Le pays manque de créateurs d’entreprises, et, quand il y en a, il ne les honore pas ; il ignore l’importance de leur rôle. Tout le monde s’accorde sur ce diagnostic et même sur le remède : puisque les Français, au sortir de leurs études, ne se précipitent pas avec enthousiasme vers l’entreprise, dorénavant tous les élèves suivront de 11 ans à 18 ans un cours d’entreprenariat, discipline nouvelle créée pour l’occasion, qui s’ajoutera aux multiples autres et au cours de morale dernièrement remis au programme, le temps scolaire étant infiniment extensible. L’échec de cette mesure sera imputé non sans raison au manque de conviction de maîtres. Que pourront-ils dire en effet à leurs élèves ?

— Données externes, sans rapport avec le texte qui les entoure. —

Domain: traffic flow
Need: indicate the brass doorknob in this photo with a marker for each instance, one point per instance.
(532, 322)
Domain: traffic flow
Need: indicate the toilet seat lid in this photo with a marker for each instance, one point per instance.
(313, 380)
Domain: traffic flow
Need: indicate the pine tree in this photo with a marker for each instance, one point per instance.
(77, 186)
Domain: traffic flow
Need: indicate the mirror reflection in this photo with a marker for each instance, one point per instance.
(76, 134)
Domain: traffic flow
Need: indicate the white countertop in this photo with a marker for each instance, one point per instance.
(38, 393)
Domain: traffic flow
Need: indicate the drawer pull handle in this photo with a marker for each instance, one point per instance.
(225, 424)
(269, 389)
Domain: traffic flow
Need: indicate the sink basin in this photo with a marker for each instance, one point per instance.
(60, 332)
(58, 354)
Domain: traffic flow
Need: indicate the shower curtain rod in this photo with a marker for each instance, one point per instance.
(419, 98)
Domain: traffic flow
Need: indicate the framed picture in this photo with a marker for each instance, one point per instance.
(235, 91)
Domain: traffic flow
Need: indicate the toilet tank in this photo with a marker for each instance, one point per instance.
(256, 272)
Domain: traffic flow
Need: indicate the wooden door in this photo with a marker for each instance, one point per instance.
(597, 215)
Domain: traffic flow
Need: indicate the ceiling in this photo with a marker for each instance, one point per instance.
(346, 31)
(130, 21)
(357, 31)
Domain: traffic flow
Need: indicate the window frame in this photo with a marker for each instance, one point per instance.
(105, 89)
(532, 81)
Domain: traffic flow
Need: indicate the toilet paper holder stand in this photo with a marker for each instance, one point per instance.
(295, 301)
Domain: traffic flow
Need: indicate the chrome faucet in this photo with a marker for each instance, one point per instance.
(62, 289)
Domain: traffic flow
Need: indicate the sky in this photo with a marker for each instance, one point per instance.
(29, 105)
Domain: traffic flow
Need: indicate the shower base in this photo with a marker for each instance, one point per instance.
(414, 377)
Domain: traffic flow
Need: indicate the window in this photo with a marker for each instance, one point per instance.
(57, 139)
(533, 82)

« Pour l’épreuve d’entreprenariat au baccalauréat, ne vous faites pas de souci. Dites seulement que vous aimez l’entreprise, et même si vous refusez, il y aura 80 pour 100 de reçus dans votre classe d’âge, preuve que votre pays est un grand pays développé. Nous n’avons pas le droit de vous imposer la discipline nécessaire au fonctionnement normal d’une classe. Nous n’avons pas le droit de vous imposer de travailler. Vouloir vous faire respecter l’orthographe et la grammaire est fasciste. Exiger de vous une attention trop longue est dangereux pour votre santé, selon les psychologues qui, heureusement pour la bonne marche de l’entreprise, veulent bien que vous consommiez des clips et des publicités au lieu de vous entraîner à suivre de longs discours. Il est vrai que devenus capables d’être attentifs plus d’un instant, vous pourriez vous instruire, et dès lors cesser de prendre au sérieux les propos des politiques et des journalistes. Imaginez en outre que, convaincus par l’école qu’il faut travailler régulièrement, vous exigiez chez vous de vos parents le calme dont vous avez besoin pour apprendre : toute la vie de la maison s’en trouverait perturbée.
« Mais une fois vos études achevées, les vacances seront finies : ce sera le temps de l’entreprise, il faudra travailler, produire, contribuer à la croissance. Et si vous ne voulez pas, aucune association de parents d’élèves ni aucun tribunal ne prendra votre défense. Pour être embauchés, vous devrez même écrire une lettre de motivation, que vous soyez motivés ou non, et de préférence sans fautes d'orthographe. Fini le temps où l’école devait prendre en compte vos motivations et où le maître n’était pas tenu de vous instruire si vous n’en manifestiez pas le désir. Ceux d’entre vous que la perspective de passer quarante-cinq ans dans l’entreprise ne réjouit pas ne doivent pas désespérer : tout le monde s’accorde aussi pour dire que vous ne trouverez d’emploi que si la croissance revient, et personne ne sait si elle reviendra un jour. »
Les élèves sont intelligents. Il sera inutile de les prévenir ainsi : ils comprendront qu’on se moque d’eux. A moins que l’annonce de ces mesures, dans une école dont un très grand nombre d’élèves sortent sans savoir ni lire ni écrire, ne soit un canular.